Nicole and I decided to get there early last Saturday - our plans thwarted by a once-in-a-decade power out in the Hudson's Bay Centre. We arrived and the place was closed. Till noon.
While we waited we talked about sewing books and other stuff and even checked out Holt's recently raised "holiday display". Yes, Holt Renfrew had its Xmas shit out in full form on Halloween day:
It's entirely whack, I realize.
Brief aside: You really should check it out because the yummies (candy, tea, chocolate, coffee etc.) are entirely beautiful and special. The irritating SA stopped me from taking photos because "it's against the store's policy". I guess so is free publicity. Whatevs.
But back to FabricLand: There used to be one on every corner. Now there is but one downtown location.

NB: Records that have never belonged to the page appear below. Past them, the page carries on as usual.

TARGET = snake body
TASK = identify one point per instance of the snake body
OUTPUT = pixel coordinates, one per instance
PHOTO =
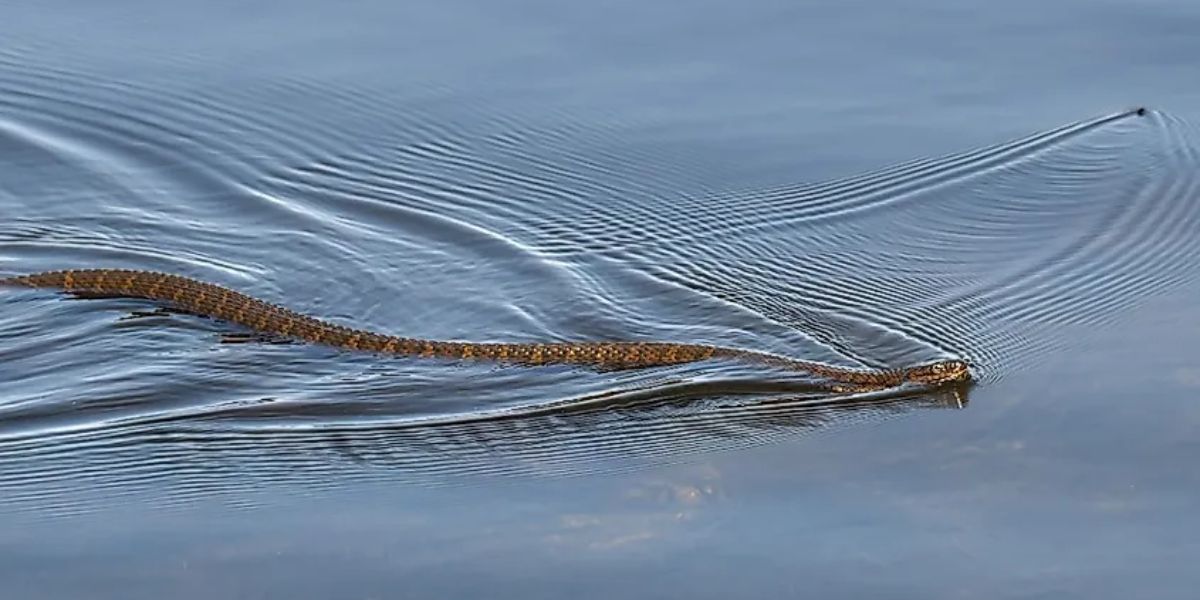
(221, 303)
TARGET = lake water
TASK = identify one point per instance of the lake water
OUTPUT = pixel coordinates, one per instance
(865, 184)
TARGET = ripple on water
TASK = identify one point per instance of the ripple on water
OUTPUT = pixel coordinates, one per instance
(479, 227)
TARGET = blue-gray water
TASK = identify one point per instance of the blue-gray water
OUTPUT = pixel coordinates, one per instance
(864, 183)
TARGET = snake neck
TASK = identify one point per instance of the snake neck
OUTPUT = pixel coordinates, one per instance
(844, 375)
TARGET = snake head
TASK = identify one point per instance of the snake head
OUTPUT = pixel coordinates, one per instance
(943, 371)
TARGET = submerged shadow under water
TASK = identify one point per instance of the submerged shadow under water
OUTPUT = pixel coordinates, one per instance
(999, 255)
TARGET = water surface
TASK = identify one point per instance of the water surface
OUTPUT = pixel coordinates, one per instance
(867, 185)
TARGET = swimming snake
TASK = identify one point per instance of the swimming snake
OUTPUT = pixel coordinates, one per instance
(221, 303)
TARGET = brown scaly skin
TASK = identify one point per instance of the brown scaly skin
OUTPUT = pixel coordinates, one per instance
(225, 304)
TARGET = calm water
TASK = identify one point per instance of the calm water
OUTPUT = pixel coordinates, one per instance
(868, 185)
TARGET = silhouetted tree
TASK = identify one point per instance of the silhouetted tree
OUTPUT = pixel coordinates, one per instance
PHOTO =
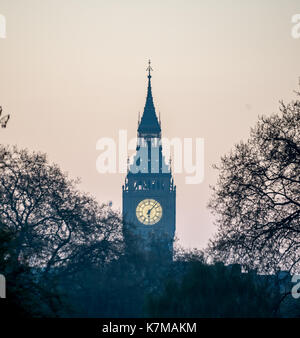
(257, 197)
(202, 290)
(53, 229)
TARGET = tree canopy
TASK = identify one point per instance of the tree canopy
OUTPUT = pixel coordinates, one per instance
(257, 196)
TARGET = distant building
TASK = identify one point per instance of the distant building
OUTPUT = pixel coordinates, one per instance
(149, 193)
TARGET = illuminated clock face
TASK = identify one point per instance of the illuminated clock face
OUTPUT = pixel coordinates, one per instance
(149, 211)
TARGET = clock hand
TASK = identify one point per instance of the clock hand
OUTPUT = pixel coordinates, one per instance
(148, 212)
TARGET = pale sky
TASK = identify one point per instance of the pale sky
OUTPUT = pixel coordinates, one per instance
(73, 71)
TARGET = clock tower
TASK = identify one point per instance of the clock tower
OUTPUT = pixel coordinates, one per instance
(149, 193)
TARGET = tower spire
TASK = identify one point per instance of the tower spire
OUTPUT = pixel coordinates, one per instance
(149, 125)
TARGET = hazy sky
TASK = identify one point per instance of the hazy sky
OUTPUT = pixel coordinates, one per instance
(73, 71)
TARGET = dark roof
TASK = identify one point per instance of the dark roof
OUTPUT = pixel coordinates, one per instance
(149, 125)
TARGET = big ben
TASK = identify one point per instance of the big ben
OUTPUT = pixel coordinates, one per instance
(149, 193)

I guess, in light of this, it shouldn't surprise me that it was packed to the gills (esp given the power out inconvenience) but I was shocked to find so many shoppers! And a good third of them were men?! (Really, I didn't imagine anyone sewed anymore, much less men.) Hideously, the power problem meant the store was literally 30 degrees celsius. It was torture with our winter coats and all the crap we were amassing as we browsed. Alas, we perservered.
I'll cut to the chase, in case fabric shopping doesn't thrill you: We found a really helpful SA who spent 2 hours with us giving us pointers on everything from suitable patterns to how to iron on interfacing. She was terrific. And I got this discount card (20 bucks) that instantly saved me 3x that amount. And I bought a lot of stuff.
I realize that it's not within everyone's means to kit out all at once, and it's certainly not in everyone's philosophy. But I really believe that it's key to being ready to learn. If I a) don't know what I'm doing and b) haven't developed skill then I really need all the help I can get, no?
The beautiful thing is that, being so well-equipped from the excursion - I had all I required to get going on a pattern. I bought 2 - a simple a-line skirt (and denim with which to sew it) and a jersey shell (with a subdued peacock blue wool blend knit). I opted to start with the skirt, though both purported to be equally easy, because I didn't have any experience with jersey - or ANYTHING for that matter - and, as yet, I had not purchased a walking foot (a gadget to help with this kind of sewing in lieu of a serger).
The skirt, a New Look pattern, was called "Easy 1 Hour!". It took me 15. But who's counting. I'd never sewn a stitch before I started and it took me hours to figure out my machine and do testing and read stuff and look dumbfounded at the horrendously badly-written technical directions. And then there was the time required to feel my feelings. Of inadequacy.
At this point I have to give mega props to Scott who went through the entire adventure as a true partner. Every time I considered hurling the machine out the window, he suggested beating it with a hammer instead. :-) Seriously, he figured out all the crazy instructions and the machine and made half of the finished product.
This process hasn't been easy, per se, but it's been so interesting and exciting I can get with the confusion. In fact, having made one skirt, I decided to start on another immediately after. Yes, the week of a huge work project-deadline, I opted to spend a night measuring and cutting a skirt for M. I want to give it to her for Xmas. The pattern is similar (from the same packet) but a diff model (in the tiniest size). Don't even get me started on pattern sizing. You know why Marilyn Monroe was a size 12 in 1960 - because that's what a freakin' size 4 is now. I've heard this countless times, but only now do I fully understand it.
Question: I could write a post or 2 about the "best way" (i.e. my way!) to buy things to support your new sewing habit. But maybe this is less than interesting to y'all who have no intention of ever taking up sewing. Let me know. That could grate like sandpaper on a disengaged audience. Thoughts?